引越し当日になって、見積もり時に申告していなかった段ボールや日用品が見つかったり、用意した段ボールに入りきらない荷物が残ったりすることがあります。このような場合、引越し業者は追加の荷物まで必ず運んでくれるのでしょうか。
結論からいうと、見積もりに含まれていない荷物を当日追加した場合、追加料金で対応できることもあれば、トラックの積載量や契約条件などを理由に運送を断られることもあります。一方、事前に伝えていた荷物まで積み残された場合は事情が異なります。引越しでは「段ボールが何箱あるか」だけでなく、見積書にどの荷物が含まれているのかを確認することが非常に重要です。
この記事では、引越し当日に荷物が入りきらなかった場合の考え方、追加料金を払えば運んでもらえるのか、段ボールに入らない物の扱い、トラブルになった場合の確認ポイントまで整理します。
引越し当日に荷物が増えた場合はどうなる?
引越し料金は、移動距離だけで決まるわけではありません。荷物量、必要なトラック、作業員数、作業時間、荷造りなどのサービス内容を踏まえて見積もられます。そのため、契約時より荷物が増れると、当初の条件では対応できなくなる可能性があります。

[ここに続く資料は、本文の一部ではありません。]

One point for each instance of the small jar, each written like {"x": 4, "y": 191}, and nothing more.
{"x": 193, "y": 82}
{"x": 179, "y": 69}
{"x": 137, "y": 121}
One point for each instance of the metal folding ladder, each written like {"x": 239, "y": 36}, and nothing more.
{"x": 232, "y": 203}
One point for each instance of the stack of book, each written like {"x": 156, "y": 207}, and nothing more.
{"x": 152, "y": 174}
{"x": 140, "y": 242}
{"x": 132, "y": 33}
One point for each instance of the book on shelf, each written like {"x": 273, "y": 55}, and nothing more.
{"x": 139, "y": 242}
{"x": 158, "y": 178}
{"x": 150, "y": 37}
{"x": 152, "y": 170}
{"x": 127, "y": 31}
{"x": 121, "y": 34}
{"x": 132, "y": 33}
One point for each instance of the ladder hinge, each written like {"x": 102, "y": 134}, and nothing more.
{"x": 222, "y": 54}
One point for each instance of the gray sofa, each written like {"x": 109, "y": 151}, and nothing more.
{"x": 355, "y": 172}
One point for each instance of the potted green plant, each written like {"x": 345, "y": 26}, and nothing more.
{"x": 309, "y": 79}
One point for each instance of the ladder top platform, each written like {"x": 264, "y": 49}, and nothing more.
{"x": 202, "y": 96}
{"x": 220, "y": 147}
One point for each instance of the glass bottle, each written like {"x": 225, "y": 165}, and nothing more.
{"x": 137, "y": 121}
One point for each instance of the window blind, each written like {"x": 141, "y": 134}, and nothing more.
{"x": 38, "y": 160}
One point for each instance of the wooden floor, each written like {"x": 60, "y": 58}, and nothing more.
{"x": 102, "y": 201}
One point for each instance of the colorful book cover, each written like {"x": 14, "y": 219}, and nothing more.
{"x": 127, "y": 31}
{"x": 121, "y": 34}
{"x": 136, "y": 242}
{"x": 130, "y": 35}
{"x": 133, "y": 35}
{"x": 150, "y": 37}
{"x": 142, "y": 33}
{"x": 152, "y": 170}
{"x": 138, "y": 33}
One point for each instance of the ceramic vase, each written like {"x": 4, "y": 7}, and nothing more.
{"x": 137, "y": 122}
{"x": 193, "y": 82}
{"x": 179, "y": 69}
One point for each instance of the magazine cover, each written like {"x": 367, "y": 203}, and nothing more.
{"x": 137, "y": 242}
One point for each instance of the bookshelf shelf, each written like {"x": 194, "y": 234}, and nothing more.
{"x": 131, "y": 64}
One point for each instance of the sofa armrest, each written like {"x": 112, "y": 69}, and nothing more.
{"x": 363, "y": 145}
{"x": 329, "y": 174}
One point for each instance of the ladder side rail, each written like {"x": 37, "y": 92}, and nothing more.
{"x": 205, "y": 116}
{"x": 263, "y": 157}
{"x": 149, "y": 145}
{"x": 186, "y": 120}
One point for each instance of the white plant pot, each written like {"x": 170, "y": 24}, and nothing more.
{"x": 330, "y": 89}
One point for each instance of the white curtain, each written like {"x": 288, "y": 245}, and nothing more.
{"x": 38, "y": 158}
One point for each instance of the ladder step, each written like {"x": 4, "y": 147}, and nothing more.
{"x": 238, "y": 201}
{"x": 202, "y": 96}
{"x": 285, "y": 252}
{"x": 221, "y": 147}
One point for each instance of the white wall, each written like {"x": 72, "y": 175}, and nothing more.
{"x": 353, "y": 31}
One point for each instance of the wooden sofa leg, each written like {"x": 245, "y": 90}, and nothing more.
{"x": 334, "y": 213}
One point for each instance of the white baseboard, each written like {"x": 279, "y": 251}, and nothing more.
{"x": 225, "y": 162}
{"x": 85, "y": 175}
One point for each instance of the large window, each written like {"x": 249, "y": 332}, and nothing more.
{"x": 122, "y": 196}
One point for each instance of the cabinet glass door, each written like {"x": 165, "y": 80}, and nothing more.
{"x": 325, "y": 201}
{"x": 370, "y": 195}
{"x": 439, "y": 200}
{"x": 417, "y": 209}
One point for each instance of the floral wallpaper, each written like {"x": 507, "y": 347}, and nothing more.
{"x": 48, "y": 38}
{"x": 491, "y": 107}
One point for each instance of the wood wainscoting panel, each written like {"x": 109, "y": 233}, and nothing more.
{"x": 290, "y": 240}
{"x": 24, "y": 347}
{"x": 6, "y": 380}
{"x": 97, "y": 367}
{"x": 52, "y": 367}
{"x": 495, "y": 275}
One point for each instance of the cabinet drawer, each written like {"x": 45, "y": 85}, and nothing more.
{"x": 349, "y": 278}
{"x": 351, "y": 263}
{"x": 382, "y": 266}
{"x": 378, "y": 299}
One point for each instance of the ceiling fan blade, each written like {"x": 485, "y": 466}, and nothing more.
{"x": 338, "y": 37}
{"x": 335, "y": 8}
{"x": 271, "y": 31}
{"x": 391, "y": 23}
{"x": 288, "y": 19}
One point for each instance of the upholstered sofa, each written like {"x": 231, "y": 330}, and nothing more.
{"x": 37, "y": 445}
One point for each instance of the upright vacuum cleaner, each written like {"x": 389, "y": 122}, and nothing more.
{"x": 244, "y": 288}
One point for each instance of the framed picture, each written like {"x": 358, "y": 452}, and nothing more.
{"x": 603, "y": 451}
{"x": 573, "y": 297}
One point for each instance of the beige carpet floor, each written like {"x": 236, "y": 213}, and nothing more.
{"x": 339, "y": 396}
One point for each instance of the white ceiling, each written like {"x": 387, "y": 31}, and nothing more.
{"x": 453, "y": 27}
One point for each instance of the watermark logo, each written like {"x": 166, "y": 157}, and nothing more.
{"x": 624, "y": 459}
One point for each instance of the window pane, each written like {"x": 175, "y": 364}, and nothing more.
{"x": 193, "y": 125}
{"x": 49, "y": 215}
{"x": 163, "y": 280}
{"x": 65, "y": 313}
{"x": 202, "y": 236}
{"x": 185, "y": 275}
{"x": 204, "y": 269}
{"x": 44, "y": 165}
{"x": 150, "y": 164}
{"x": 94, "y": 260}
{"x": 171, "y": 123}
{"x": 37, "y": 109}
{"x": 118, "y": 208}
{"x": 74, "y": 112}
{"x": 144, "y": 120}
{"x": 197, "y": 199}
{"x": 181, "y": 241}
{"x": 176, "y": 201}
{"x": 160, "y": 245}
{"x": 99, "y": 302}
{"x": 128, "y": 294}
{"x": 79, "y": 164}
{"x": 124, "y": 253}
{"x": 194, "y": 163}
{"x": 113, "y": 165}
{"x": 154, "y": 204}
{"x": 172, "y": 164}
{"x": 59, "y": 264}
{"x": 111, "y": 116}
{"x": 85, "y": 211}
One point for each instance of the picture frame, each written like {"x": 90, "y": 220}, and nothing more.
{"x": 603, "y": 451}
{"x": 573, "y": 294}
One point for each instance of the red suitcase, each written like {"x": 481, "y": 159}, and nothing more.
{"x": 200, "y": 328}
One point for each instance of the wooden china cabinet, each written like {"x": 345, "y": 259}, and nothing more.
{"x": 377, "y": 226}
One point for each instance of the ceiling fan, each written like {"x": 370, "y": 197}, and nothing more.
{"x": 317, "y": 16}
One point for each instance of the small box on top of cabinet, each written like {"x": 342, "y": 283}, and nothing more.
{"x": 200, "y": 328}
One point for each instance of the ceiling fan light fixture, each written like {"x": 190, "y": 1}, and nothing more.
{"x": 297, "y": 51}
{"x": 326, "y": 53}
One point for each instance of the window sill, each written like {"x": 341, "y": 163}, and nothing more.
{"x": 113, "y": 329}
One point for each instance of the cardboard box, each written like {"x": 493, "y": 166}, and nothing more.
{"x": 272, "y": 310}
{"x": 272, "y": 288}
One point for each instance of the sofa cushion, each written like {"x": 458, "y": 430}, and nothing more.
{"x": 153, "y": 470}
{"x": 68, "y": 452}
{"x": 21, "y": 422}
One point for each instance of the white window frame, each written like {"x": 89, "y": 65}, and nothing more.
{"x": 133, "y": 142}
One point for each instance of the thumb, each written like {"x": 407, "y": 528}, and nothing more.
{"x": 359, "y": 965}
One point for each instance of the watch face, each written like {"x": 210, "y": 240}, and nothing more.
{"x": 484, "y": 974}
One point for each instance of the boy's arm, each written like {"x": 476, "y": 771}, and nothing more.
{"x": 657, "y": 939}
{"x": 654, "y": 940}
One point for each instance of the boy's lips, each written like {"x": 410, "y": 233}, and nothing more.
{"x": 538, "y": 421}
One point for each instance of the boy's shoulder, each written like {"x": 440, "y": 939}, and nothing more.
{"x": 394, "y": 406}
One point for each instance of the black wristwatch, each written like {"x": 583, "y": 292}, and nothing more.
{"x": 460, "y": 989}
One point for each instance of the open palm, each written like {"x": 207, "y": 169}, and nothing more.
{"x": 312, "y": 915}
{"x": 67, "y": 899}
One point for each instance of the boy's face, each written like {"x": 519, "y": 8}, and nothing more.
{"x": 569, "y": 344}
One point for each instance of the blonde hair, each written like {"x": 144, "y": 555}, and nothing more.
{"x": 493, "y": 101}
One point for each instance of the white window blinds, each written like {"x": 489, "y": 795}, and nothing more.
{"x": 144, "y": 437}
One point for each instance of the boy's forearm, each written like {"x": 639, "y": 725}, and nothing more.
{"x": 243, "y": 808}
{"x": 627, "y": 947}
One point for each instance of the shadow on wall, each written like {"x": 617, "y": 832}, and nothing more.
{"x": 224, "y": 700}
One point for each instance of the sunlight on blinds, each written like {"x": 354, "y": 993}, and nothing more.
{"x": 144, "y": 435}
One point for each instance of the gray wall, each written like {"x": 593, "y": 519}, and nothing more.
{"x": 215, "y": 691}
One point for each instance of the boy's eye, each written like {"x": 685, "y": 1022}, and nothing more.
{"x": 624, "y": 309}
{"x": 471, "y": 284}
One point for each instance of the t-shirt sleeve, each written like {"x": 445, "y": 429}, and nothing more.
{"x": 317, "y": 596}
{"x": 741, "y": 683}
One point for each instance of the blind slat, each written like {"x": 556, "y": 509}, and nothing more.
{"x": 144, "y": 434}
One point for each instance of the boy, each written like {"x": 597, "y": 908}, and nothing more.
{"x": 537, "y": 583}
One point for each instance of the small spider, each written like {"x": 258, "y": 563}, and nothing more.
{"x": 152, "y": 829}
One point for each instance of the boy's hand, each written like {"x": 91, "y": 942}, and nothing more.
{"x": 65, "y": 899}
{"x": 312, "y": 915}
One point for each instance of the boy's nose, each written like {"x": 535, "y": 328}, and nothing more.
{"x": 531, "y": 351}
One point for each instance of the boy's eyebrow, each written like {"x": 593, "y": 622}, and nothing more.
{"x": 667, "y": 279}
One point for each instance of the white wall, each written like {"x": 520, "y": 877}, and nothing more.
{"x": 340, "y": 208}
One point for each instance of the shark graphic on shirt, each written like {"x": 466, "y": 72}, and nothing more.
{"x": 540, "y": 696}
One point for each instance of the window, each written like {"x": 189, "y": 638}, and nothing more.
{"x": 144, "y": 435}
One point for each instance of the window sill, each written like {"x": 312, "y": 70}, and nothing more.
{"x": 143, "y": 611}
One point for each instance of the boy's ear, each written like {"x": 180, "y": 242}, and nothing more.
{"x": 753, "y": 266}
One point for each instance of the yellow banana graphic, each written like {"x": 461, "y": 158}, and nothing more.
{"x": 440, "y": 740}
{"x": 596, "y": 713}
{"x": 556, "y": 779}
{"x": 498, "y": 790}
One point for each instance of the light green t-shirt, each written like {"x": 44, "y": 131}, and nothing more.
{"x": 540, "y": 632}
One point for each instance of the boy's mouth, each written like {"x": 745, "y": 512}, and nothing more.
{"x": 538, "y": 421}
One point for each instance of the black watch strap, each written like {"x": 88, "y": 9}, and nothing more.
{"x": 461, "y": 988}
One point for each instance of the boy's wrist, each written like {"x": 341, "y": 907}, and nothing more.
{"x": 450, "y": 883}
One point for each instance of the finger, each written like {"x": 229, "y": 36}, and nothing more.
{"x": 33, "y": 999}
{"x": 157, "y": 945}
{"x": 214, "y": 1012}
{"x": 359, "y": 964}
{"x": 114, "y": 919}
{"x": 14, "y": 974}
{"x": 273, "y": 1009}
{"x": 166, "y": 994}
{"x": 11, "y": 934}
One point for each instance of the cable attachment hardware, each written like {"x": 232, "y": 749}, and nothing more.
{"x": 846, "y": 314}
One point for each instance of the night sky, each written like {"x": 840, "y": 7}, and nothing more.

国土交通省の引越しに関する案内でも、引越し当日に運送事業者へ運ぶ荷物の追加を依頼した場合には、追加料金が発生することが示されています。つまり、荷物が増えたからといって当然に無料で運んでもらえるわけではありません。[参照]
たとえば見積もり時には段ボール20箱、テレビ、冷蔵庫、洗濯機などを申告していたものの、当日になって水の入った段ボール2箱や収納用品などが追加された場合、その追加分について別料金を提示されたり、積載スペースがなければ運送できないと判断されたりすることがあります。
追加料金を払えば必ず運んでもらえるとは限らない
「追加料金を払うので全部運んでほしい」と依頼しても、必ず対応してもらえるとは限りません。料金以外にも、トラックの積載可能量や作業時間、その後に予定されている別の引越し作業などが関係するためです。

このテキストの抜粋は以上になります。